KBRN, Purworejo : Motor Antik Club Indonesia (Maci) chapter Purworejo menggelar bakti sosial di zona merah. Kegiatan ini menjadi contoh positif bagi komunitas atau unsur masyarakat lainya, untuk saling bahu-membahu meringankan beban masyarakat terdampak Covid-19.

Kali kini, aksi peduli Covid-19 oleh Komunitqs Maci berlokasi di Desa Brenggong Kecamatan Purworejo. Wilayah tersebut masuk dalam kategori merah, penularan Covid-19. Sedikitnya 91 orang positif, dan tiga orang meninggal dunia.

“Kami disini dalam rangka baksos 25 tahun Maci Purworejo. Dikarenakan masih pandemi, kegiatan-kegiatan kami arahkan untuk saling membantu saudara yang terdampak Covid-19,” kata Edy Hunter, sebagai Ketua Maci Purworejo, usai menyerahkan 1 kuintal beras dan kebutuhan dapur umum, di Desa Brenggong, Purworejo, Minggu (13/06/2021).

Bantuan diterima secara simbolik oleh Camat Purworejo Sudaryono selaku Ketua Satgas Covid-19 setempat, didampingi pemerintah desa Brenggong, dan aparat TNI/Polri.

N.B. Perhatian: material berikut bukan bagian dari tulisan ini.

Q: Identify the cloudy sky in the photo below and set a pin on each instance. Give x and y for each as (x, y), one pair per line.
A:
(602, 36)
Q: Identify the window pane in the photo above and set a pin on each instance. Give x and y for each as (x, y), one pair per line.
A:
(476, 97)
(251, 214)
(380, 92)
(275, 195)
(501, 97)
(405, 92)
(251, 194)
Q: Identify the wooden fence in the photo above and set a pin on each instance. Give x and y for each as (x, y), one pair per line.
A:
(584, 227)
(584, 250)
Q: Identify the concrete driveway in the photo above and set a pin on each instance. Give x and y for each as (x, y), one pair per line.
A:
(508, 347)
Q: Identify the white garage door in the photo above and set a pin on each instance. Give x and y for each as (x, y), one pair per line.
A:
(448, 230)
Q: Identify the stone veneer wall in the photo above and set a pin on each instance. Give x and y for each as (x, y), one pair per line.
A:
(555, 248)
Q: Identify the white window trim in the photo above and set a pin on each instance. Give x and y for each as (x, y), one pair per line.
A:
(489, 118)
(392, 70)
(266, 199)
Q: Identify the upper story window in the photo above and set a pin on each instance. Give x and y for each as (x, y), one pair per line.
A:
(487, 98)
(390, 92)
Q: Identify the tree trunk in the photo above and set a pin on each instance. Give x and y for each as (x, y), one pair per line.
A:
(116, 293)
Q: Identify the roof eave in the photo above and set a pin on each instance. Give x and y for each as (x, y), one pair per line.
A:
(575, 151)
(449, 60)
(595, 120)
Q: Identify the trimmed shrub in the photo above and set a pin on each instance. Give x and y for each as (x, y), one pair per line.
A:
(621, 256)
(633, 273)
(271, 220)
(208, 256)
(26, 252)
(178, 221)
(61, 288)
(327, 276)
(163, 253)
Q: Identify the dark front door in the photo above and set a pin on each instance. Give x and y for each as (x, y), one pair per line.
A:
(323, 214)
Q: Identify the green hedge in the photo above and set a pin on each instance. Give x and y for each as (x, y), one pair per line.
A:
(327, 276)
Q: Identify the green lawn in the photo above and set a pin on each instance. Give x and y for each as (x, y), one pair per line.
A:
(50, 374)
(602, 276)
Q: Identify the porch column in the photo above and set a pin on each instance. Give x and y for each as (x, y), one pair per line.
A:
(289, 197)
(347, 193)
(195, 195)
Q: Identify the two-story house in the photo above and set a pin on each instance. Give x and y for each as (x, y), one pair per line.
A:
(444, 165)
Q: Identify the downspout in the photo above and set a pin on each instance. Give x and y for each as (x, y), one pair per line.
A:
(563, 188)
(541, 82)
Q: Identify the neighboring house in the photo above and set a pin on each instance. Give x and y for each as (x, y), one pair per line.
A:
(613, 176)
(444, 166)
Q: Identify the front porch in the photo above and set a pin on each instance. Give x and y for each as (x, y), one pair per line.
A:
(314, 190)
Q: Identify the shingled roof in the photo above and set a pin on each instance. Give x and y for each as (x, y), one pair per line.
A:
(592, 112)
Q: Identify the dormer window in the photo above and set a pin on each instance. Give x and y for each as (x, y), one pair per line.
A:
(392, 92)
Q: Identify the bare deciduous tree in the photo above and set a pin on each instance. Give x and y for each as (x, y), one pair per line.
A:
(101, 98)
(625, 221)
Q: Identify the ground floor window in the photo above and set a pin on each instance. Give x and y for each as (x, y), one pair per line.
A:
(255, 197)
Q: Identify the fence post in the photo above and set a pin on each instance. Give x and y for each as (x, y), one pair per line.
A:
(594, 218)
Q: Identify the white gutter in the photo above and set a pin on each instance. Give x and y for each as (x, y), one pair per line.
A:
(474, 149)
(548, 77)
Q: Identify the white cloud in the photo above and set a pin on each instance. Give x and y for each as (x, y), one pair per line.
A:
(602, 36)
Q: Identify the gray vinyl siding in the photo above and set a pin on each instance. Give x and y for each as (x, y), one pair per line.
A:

Edy Hunter mengatakan, sebelum ini, acara gathering sebenarnya akan dilaksanakan di obyek wisata Bukit Sikepel Purworejo. Namun, dengan pertimbangan situasi, para penggemar motor tua ini memutuskan untuk memilih kegiatan bakti sosial.

“Anggota kami ada 50, tapi tidak semua ikut (menjaga protokol kesehatan-red),” katanya.

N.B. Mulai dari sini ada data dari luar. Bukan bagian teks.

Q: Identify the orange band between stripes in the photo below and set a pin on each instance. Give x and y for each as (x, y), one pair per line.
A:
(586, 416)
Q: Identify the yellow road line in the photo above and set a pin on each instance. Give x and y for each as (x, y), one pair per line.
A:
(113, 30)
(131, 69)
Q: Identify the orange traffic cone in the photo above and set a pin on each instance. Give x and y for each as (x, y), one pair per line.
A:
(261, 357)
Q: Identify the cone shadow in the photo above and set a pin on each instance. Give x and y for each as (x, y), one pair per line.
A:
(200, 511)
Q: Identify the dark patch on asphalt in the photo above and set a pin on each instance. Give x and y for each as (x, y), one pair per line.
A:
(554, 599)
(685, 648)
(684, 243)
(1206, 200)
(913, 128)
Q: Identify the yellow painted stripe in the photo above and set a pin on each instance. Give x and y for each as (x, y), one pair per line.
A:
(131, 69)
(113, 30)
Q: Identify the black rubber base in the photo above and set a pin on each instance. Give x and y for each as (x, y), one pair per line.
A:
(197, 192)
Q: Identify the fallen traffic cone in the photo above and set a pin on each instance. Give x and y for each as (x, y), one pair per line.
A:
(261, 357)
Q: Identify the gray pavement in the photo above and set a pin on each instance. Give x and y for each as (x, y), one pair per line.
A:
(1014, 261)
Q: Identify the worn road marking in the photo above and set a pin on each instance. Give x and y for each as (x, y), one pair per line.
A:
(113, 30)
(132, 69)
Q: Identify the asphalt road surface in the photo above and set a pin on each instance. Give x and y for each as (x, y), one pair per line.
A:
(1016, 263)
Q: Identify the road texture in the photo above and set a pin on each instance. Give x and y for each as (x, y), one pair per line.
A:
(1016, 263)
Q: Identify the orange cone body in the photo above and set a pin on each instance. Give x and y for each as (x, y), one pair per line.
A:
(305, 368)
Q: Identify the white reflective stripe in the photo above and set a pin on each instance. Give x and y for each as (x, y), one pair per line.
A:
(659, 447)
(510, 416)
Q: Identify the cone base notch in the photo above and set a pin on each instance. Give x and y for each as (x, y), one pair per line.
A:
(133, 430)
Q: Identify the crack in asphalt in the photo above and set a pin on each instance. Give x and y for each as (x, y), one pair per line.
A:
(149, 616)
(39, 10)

Sebagai komunitas rider, Edy mengajak seluruh kelompok masyarakat khususnya para rider untuk peduli dengan situasi pandemi.

“Tetap jaga protokol kesehatan, syukur bisa berperan membantu pemerintah (dalam menangani pandemi),” ujarnya.

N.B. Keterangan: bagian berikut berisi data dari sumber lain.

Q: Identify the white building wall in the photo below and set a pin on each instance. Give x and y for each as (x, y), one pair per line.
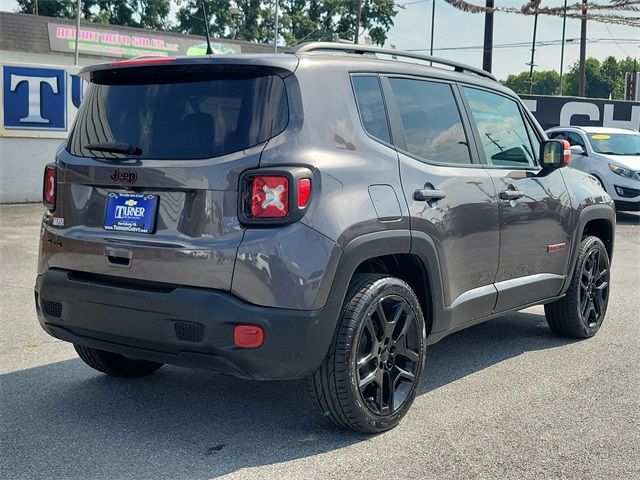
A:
(24, 151)
(22, 162)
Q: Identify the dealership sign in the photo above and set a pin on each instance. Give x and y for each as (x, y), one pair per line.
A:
(38, 101)
(109, 42)
(585, 112)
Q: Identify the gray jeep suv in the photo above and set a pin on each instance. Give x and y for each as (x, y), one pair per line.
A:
(326, 213)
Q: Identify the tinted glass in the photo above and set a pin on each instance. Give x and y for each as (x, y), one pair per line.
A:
(371, 106)
(575, 139)
(502, 130)
(181, 120)
(431, 120)
(615, 143)
(572, 138)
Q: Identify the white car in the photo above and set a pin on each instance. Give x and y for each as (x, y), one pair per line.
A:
(612, 155)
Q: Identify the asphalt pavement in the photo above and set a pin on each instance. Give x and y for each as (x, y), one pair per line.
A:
(505, 399)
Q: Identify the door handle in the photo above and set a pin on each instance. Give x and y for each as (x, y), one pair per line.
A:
(428, 194)
(511, 194)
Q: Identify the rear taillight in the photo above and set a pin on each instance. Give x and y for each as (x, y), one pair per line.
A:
(304, 192)
(274, 195)
(269, 196)
(49, 187)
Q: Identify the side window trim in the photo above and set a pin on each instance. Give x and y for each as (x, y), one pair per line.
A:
(476, 132)
(384, 104)
(397, 129)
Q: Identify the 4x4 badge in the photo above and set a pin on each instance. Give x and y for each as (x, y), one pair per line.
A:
(556, 247)
(124, 176)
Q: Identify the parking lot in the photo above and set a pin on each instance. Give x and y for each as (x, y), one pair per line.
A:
(505, 399)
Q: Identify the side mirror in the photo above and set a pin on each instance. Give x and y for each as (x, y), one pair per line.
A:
(555, 153)
(577, 150)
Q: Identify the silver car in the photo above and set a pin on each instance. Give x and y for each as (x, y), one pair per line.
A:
(612, 155)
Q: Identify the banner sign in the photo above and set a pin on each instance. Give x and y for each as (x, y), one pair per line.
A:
(584, 112)
(108, 42)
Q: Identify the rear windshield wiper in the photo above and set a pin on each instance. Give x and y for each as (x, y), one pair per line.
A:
(114, 147)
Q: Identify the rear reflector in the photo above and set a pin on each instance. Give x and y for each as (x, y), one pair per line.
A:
(248, 336)
(49, 187)
(269, 196)
(143, 61)
(304, 190)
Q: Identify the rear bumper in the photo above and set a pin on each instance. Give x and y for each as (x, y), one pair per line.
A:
(628, 206)
(181, 325)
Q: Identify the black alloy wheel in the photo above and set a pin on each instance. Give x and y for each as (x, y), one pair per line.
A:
(580, 313)
(370, 376)
(594, 289)
(388, 355)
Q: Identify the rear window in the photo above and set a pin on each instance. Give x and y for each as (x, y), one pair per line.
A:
(181, 119)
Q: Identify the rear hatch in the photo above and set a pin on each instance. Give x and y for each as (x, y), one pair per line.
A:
(148, 181)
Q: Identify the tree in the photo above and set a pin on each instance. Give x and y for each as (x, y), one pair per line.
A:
(49, 8)
(300, 20)
(544, 83)
(603, 80)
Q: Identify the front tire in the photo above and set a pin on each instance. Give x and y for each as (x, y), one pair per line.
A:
(114, 364)
(580, 313)
(370, 376)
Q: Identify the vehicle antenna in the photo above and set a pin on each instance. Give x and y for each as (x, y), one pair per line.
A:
(206, 30)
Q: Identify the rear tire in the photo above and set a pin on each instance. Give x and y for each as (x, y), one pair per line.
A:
(371, 373)
(580, 313)
(114, 364)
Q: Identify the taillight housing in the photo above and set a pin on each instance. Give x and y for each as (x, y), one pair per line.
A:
(274, 195)
(49, 186)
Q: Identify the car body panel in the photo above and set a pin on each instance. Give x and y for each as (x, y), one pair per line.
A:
(480, 257)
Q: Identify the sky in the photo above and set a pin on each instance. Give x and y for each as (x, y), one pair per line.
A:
(455, 31)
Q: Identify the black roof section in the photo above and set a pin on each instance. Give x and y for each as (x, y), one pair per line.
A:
(397, 55)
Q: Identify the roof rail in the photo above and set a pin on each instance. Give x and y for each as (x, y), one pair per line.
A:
(368, 49)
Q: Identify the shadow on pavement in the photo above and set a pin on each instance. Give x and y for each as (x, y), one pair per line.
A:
(64, 420)
(627, 218)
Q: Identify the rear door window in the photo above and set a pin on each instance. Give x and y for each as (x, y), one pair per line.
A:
(371, 106)
(206, 118)
(431, 121)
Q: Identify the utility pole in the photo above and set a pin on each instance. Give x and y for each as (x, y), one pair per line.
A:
(276, 27)
(583, 51)
(358, 18)
(564, 28)
(533, 52)
(76, 54)
(487, 54)
(433, 23)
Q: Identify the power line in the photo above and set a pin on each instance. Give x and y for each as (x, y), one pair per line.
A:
(541, 43)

Sementara itu Camat Purworejo Sudaryono mengatakan, kondisi di wilayahnya sudah cukup membaik. Beberapa orang yang menjalani isolasi mandiri, telah dinyatakan negatif. Sementara pemberlakukan one gate system (satu pintu masuk) di Desa Brenggong, masih dilakukan sampai dengan nanti dinyatakan aman. 

“Yang sudah ditest ada 131 orang, positif 91, dirawat 13, meninggal 3, dan yang isoman ada 78,” kata Sudaryono.

Ia memastikan, seluruh warganya yang menjalani isolasi mandiri, seluruh kebutuhan pokoknya dipenuhi oleh pemerintah.

Disamping ada dapur umum, pihaknya mengapresiasi kepada masyarakat atau komunitas yang telah banyak membantu meringankan beban masyarakat terdampak Covid-19, di wilayahnya.